11 infographics on the dark side of AI kept hidden from you
From copyright breaches to missed emergencies, deepfakes to job cuts, here are 11 alarming facts backed by real studies that the AI industry keeps quiet about.
👋🏻 Hey friends!
Artificial Intelligence is one of the greatest technologies of our lifetime. But there’s a dark side to it which you might not be aware of.
In this article, I present 11 infographics that tell the flaws and risks associated with current AI systems.
Get ready to have your mind blown! 🤯
🤝 Before we begin, I want to introduce you to Emma McIlwaine, the brilliant graphic designer and illustrator behind this newsletter’s infographics.
Check out her designs on her website, follow her on LinkedIn, and reach out to work with her.
1. ChatGPT Health would cause serious harm if deployed in hospitals
ChatGPT Health today answers health queries for millions of people around the world, but is it ready to do so?
Maybe not.

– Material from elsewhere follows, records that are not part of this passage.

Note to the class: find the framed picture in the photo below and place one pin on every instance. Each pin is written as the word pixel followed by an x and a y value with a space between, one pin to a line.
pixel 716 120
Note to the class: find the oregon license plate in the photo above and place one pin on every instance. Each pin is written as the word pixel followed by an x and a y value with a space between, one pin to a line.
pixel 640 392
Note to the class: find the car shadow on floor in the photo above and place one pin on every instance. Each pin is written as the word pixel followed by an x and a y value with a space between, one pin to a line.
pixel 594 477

A recent study published in Nature Medicine showed that:
It under-traiged 52% of medical emergencies, such as Diabetic ketoacidosis and impending Respiratory failure, to a 24–48-hour evaluation rather than the emergency department.

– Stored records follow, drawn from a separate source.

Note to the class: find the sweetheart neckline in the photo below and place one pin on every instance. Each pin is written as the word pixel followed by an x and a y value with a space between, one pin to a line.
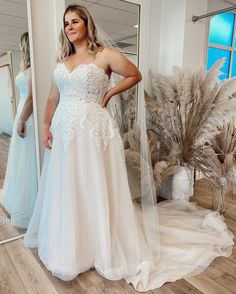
pixel 84 64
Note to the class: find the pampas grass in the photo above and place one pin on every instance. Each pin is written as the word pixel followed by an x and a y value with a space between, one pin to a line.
pixel 187 111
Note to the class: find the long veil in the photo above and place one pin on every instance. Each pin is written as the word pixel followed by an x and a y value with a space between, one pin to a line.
pixel 147 208
pixel 182 237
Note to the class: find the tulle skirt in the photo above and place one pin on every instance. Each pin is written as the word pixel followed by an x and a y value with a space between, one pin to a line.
pixel 84 217
pixel 20 185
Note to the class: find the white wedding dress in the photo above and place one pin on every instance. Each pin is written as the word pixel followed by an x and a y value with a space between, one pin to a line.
pixel 84 216
pixel 20 185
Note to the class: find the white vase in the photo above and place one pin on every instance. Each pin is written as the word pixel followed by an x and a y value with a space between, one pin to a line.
pixel 179 186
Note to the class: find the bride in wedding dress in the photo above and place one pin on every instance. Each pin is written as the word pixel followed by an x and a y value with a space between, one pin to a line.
pixel 84 216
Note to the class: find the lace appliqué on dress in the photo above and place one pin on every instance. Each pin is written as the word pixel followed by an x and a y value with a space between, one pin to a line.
pixel 81 92
pixel 90 116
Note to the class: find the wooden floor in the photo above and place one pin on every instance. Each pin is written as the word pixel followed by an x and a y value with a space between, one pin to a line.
pixel 21 271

When a patient’s symptoms were downplayed by friends or family, the triage recommendations shifted towards less urgent care.
When people expressed suicidal thoughts with a specific method (which means a higher risk clinically), crisis interventional messages to get urgent help were less likely to be shown.

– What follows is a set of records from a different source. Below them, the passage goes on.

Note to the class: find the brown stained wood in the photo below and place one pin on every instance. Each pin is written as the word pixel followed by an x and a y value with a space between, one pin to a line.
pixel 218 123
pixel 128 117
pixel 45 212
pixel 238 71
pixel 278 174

2. AI is drinking the world dry
According to the World Bank, 4 billion people live in water-scarce areas today.
By 2030, global demand for water will exceed sustainable supply by as much as 40%, and 1.6 billion people will not have access to safe drinking water.
At present, the AI economy requires 23 cubic km of water a year. By 2050, this is predicted to more than double to more than 54 cubic kilometers.
Unfortunately, this means that our world will run out and will need to find an extra 31 cubic kilometers of water per year to run the AI economy. That’s enough to supply every human being on Earth with an extra 3,820 liters of freshwater a year.
According to another study, training GPT-3 could have consumed a total of 5.4 million liters of water, with 700,000 liters of clean freshwater evaporated directly in the training data centers.
Alongside this, GPT-3 needs to “drink” a 500ml bottle of water for roughly 10-50 medium-length responses, depending on when and where it is deployed.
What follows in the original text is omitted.